Ami Zhou: “Devastating indeed. Next up in the studio we have the renowned Prophet Lark, who comes bearing a message of relief from the Church of Crane and Fish.”
VI: SaintShield
“Turn that off, would you?” The man sitting down across me in my office sighs, then coughs. He lights a cigarette and lifts his hand, offering it to me. I shake my head. The Prophet on the television is espousing empty assurances that everything will be all right, offering additional aid at the Churches scattered across the territory. I turn it off. “Never liked the Prophet much. Have you met her?”
“No, I haven’t,” I confess. He shrugs, and then hands over a briefcase to me. “My name is Major Ai- but please, call me Tony.”
I sit down. I look him up and down. “I know you. You were just on the news. I thought it was live?”
The Major laughs. “Usually they do it live, but their field reporter said she wouldn’t be able to make it at their normal time, so we filmed it an hour early. I just got back from the studio.”
“Desperate times.” He nods. I stir in my seat, restless. I pick at the fibers of the chair. “I got your email last week. I think your terms are quite favorable. My issue is that I’m not entirely sure my team will agree- and if we can match your timing.”
“Your technology is renowned for their agility and networking, Conifer,” Major Ai continues, “this is something we need.”
“Three days,” I stammer, “you want us to do a total conversion of our network systems from- well, from agriculture into a missile system.

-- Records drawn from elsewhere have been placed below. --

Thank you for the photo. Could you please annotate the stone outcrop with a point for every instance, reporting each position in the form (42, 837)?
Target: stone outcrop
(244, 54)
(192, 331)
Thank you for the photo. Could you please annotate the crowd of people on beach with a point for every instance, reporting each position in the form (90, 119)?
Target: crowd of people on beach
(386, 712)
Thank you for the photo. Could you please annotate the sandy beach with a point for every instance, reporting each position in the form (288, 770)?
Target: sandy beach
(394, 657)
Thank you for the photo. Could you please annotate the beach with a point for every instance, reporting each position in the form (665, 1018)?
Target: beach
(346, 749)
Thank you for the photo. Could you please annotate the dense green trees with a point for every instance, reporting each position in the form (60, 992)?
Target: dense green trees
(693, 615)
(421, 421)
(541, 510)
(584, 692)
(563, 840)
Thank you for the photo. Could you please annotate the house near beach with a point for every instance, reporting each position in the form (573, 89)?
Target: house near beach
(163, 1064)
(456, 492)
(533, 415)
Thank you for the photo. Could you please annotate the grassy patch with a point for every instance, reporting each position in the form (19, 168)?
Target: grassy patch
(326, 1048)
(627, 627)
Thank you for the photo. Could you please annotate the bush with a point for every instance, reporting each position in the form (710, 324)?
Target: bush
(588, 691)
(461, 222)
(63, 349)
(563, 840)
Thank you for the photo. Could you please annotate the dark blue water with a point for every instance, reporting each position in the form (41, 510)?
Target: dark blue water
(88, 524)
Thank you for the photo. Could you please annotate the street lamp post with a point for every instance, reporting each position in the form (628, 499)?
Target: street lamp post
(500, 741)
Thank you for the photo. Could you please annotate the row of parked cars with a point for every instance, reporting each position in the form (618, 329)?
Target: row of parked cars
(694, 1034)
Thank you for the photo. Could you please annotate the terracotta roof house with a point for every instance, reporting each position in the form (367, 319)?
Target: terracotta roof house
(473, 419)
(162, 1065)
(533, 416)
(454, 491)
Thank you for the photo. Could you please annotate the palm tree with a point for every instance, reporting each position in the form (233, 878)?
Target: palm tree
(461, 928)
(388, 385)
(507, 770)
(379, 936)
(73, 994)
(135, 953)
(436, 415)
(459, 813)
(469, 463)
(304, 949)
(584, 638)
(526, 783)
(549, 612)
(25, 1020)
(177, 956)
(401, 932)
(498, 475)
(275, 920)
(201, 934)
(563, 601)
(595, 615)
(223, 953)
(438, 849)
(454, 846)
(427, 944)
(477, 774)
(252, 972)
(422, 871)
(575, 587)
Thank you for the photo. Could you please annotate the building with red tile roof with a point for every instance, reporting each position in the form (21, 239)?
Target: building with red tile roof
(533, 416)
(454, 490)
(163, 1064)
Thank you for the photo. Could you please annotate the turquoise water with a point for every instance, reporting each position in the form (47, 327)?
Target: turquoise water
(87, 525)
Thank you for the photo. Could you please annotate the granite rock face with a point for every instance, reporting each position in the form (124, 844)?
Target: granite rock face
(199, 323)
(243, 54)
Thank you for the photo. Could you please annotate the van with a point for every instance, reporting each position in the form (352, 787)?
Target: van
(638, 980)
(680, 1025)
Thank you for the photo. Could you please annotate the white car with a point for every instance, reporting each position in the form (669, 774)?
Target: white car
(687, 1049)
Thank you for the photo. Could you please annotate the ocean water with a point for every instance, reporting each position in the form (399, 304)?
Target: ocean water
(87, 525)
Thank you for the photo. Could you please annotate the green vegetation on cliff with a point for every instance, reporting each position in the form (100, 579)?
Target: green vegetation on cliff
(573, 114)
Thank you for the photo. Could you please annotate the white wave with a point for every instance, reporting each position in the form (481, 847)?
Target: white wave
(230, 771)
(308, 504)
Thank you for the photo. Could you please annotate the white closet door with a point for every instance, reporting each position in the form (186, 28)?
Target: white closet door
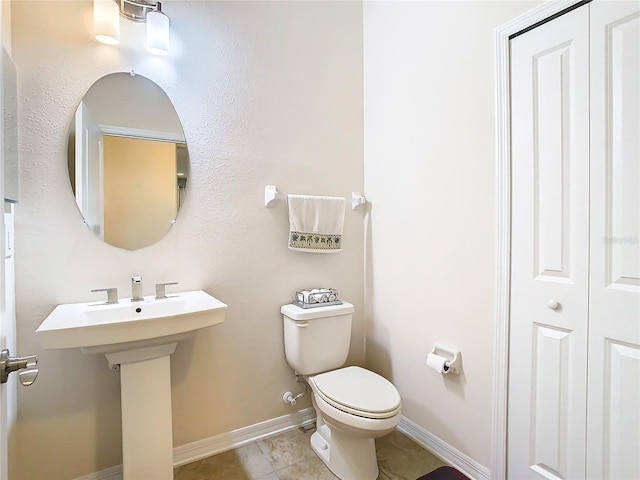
(550, 249)
(614, 333)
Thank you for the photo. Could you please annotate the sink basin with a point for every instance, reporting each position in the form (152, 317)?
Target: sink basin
(138, 338)
(101, 328)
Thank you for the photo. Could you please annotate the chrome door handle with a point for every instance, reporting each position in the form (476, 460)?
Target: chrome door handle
(11, 364)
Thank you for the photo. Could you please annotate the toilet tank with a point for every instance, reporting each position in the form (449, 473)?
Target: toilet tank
(317, 339)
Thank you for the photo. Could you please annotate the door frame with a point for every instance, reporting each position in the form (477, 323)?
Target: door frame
(502, 35)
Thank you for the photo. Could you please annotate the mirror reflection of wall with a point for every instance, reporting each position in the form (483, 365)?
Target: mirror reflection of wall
(128, 161)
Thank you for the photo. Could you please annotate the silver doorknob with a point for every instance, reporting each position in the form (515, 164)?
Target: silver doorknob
(11, 364)
(553, 304)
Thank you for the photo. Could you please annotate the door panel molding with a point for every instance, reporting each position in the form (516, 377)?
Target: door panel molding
(502, 36)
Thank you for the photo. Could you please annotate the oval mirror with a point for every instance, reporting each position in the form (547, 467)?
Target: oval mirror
(128, 160)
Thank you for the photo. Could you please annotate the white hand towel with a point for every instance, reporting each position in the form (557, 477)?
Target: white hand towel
(315, 223)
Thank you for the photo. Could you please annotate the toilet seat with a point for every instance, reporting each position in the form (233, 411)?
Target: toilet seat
(357, 391)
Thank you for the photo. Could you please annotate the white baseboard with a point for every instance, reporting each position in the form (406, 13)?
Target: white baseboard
(443, 450)
(206, 447)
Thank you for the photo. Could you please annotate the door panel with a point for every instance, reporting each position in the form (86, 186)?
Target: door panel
(550, 154)
(613, 441)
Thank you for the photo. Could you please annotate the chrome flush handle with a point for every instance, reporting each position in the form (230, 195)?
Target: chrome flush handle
(11, 364)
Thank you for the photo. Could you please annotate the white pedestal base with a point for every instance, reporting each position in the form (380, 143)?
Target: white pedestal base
(147, 441)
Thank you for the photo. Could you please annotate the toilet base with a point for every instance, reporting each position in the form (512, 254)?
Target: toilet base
(348, 457)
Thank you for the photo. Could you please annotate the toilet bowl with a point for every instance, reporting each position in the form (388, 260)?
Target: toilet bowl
(354, 406)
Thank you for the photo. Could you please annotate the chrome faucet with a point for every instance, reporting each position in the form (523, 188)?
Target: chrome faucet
(136, 289)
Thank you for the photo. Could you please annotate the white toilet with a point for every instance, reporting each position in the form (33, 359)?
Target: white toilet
(353, 405)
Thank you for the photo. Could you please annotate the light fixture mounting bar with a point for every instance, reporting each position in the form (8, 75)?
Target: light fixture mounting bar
(136, 10)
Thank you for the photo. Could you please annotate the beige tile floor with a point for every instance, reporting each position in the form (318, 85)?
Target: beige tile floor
(288, 456)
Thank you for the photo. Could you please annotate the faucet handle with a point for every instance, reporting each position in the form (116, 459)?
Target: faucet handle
(112, 294)
(160, 289)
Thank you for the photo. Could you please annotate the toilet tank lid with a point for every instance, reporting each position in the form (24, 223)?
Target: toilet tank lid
(296, 313)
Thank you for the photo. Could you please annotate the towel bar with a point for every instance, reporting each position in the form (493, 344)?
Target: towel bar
(271, 195)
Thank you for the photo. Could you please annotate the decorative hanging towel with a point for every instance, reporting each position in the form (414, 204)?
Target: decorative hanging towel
(315, 223)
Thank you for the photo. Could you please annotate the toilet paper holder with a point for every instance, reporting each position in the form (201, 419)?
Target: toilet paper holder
(453, 362)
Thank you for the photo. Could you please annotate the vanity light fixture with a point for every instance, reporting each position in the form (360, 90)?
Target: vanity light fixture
(106, 22)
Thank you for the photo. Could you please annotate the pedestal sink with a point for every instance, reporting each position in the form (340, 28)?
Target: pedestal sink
(140, 337)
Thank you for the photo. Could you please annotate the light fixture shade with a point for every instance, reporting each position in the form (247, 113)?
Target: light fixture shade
(106, 21)
(157, 33)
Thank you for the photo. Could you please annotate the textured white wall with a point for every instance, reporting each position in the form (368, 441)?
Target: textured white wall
(268, 93)
(429, 173)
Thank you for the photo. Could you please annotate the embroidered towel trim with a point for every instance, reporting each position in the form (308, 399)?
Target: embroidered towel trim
(315, 223)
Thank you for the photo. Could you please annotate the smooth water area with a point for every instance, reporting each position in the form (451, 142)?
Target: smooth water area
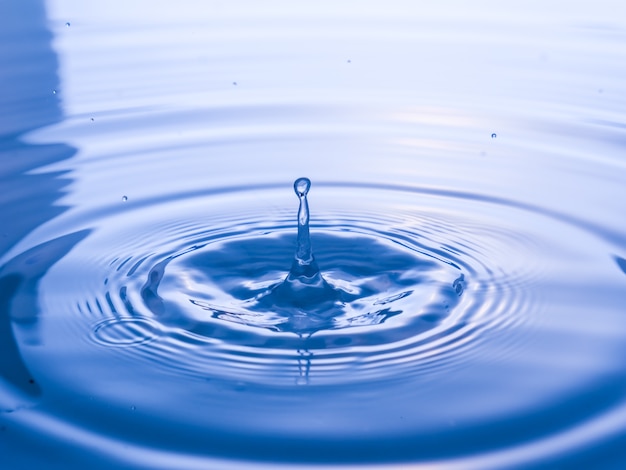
(446, 288)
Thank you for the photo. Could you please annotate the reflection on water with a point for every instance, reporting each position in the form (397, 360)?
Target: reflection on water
(464, 307)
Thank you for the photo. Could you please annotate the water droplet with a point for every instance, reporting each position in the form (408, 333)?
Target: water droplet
(301, 186)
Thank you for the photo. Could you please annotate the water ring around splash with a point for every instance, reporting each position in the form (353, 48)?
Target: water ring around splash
(404, 311)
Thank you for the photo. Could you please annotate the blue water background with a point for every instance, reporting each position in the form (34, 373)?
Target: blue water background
(144, 150)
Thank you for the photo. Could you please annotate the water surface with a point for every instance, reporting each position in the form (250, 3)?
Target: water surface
(466, 217)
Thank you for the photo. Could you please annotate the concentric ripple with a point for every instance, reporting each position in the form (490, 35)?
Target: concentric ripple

We don’t have time. And I don’t know if my people will agree.”
He nods his head. “You will have all the resources I can give you. Your Agriflux network theoretically, I’m told, functions the same way a missile system would on a slower, larger scale. But we want your network’s ability to detect what needs a sacrificial boost and when. We have systems that can predict where the next insurgent attacks will be- but our R-Two systems were hit last week. You’re the closest thing we have. Hell, I’m told your system uses firework-saint based ‘missiles’ to deliver sacrosanct fertilizer!”
I think about it. “Why three days?”
Major Ai breathes a moment. Whatever he’s going to tell me next is top secret. “We’ve been losing battles in our own territory from the Isle army. They have a mole in our leadership- we’ve been parrying at least, conceding at most. We want to strike directly into the Isles themselves while they’re busy in three days. If we can get a missile system running before that information leaks? Then we win our first major battle.”
“It’s for the good of the people,” I comment. “We’ve tested the system on a minor defensive scale to deter gangs and thieves. Nothing on this scale.”
“And that is precisely why we need you. You’ve already thought of this. It needs to be scaled up.” The Major is right. I have thought of this before.
“Agriflux is a small company,” I remind. “Why us? Why not Sacred Dynamics? Why not Marchleaf?”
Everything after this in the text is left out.